Никто принятием нашей резолюции не высказался против русского народа, а только против русского царизма. Но если бы прошла голландская резолюция, то это только бы поддержало царя, человека, подавляющего свободу, морящего голодом народ, человека, который должен пасть вместе со всей его системой, если победит свобода. Если бы немецкая армия перешла наши границы, она пришла бы как освободительница, как пришли французы национального конвента сто лет тому назад в Германию, чтобы, победив князей, принести свободу народу.
Говорят, что русская опасность вовсе не является такой угрожающей. Но разве вы забыли, что русский царь соединился с вашей (обращаясь к французам) буржуазией, что он является убийцей Польши? Как может Франция настолько забыть свое революционное
332
прошлое, чтобы принятием голландской резолюции стать соучастником царизма (Шум среди французов).
Голландская резолюция только фраза; исполнение ее в лучшем случае, как заявляет французское меньшинство, привело бы к кровопролитию и к убийству лучших из рядов пролетариата, не причинив ни малейшего вреда деспотизму.

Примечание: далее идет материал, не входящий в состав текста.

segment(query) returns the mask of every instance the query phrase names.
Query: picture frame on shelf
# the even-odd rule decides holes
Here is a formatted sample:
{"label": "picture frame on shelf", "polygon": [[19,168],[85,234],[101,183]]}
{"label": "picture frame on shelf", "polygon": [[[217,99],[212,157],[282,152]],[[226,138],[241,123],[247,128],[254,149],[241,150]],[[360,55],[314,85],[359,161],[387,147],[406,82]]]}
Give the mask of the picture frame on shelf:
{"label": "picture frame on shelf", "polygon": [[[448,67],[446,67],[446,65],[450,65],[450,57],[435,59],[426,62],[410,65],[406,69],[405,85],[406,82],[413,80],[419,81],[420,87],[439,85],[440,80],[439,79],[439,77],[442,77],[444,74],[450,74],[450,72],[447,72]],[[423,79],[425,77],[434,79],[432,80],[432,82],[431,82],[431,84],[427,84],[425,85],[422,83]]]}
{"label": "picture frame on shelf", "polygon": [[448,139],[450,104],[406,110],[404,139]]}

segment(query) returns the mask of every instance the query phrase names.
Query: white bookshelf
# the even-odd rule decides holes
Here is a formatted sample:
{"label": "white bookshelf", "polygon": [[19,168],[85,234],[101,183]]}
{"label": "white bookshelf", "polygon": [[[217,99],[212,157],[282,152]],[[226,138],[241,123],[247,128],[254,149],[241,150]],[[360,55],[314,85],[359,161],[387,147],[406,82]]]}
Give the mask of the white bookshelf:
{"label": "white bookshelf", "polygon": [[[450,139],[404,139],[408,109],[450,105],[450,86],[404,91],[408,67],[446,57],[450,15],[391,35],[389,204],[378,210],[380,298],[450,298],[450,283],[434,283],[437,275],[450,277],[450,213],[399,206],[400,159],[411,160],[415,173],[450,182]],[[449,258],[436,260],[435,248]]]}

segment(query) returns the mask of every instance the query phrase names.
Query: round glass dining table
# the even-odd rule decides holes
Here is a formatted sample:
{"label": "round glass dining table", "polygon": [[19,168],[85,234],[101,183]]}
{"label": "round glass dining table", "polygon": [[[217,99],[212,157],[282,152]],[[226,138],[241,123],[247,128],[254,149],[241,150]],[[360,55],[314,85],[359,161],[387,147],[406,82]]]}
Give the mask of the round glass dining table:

Русской опасности как будто не существует, но спросите делегатов Венгрии, Болгарии, Сербии, какая опасность угрожает им со стороны русского царизма.
Ньевенгайс указывает на то, что немецкая буржуазия питает сильную вражду к Франции, которая в конце концов должна привести к нашествию германских армий во Францию. Но разве немецкое нашествие менее опасно, чем русское?
Но это полнейшее игнорирование действительного положения вещей. Во Франции и в Германии мы имеем организованный пролетариат, и народы поэтому должны стараться делать невозможным подобное нашествие. Но для достижения этого надо искоренить всякий шовинизм во Франции и в Германии, а чтобы это произошло, примите предлагаемую резолюцию подавляющим большинством голосов, как демонстрацию мира, как демонстрацию сильного и единодушного пролетариата.